You won't produce much milk at first, just small amounts of colostrum will come during the hours after birth. Because you're not producing much, your baby may act hungry all the time and seek to nurse frequently. This may seem wearing, especially because it might seem like you're not producing very much, but let your baby nurse as often and as frequently as you can stand (your nipples can get sore). The frequent feeding will help your milk to "come in" more quickly and will help you to produce more. Breast milk works on supply and demand-- if your baby demands more, usually the body will make more.
Try to avoid supplementing with formula during those first few days before your milk comes in. The demand at the breast helps to set the tone for your milk supply later.
2. Use a breast pump to help create more demand.

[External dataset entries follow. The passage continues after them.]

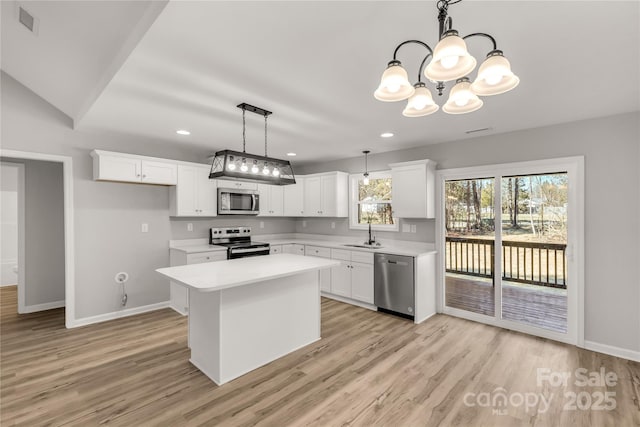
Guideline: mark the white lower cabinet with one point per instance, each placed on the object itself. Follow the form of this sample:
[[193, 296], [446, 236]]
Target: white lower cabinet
[[179, 294], [341, 279], [362, 282], [325, 275], [353, 278]]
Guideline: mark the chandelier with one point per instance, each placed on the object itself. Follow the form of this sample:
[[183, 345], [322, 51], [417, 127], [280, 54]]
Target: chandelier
[[450, 61], [243, 166]]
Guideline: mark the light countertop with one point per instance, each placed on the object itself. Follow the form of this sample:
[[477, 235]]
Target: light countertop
[[215, 276], [191, 248], [387, 247], [394, 247]]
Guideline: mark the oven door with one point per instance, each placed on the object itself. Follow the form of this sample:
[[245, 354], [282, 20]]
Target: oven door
[[238, 202], [244, 252]]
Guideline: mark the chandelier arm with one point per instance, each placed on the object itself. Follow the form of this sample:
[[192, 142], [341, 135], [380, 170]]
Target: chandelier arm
[[495, 46], [395, 52], [424, 61]]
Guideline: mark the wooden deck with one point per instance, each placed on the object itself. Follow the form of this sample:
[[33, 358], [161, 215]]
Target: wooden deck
[[545, 308]]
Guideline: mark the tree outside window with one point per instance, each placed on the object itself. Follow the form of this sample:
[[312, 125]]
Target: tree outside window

After your milk comes in, there will be enough for baby, but sometimes there will be more than enough. This oversupply is normal, but it won't last long. Be sure to keep your body producing milk by pumping each breast empty after your baby is done feeding. This will help your body to know to produce more milk. Store the extra milk in the freezer to use later when you need to leave your infant with a babysitter or when you need to return to work.
3. Stay hydrated.
You might notice that you are constantly thirsty after you give birth. Your body needs more liquid to maintain a steady supply of milk. If you neglect to drink enough water, your supply will go down. You might even notice that on days you drink less, your breasts are less full than on days when you drink more. Your appetite will be ramped up as well, and eating milk-boosting foods can help, but water is also essential.
If you try to boost your supply and still struggle to make enough milk, be sure to contact a lactation consultant and consult with your doctor about supplementing or lip/tongue tie revision.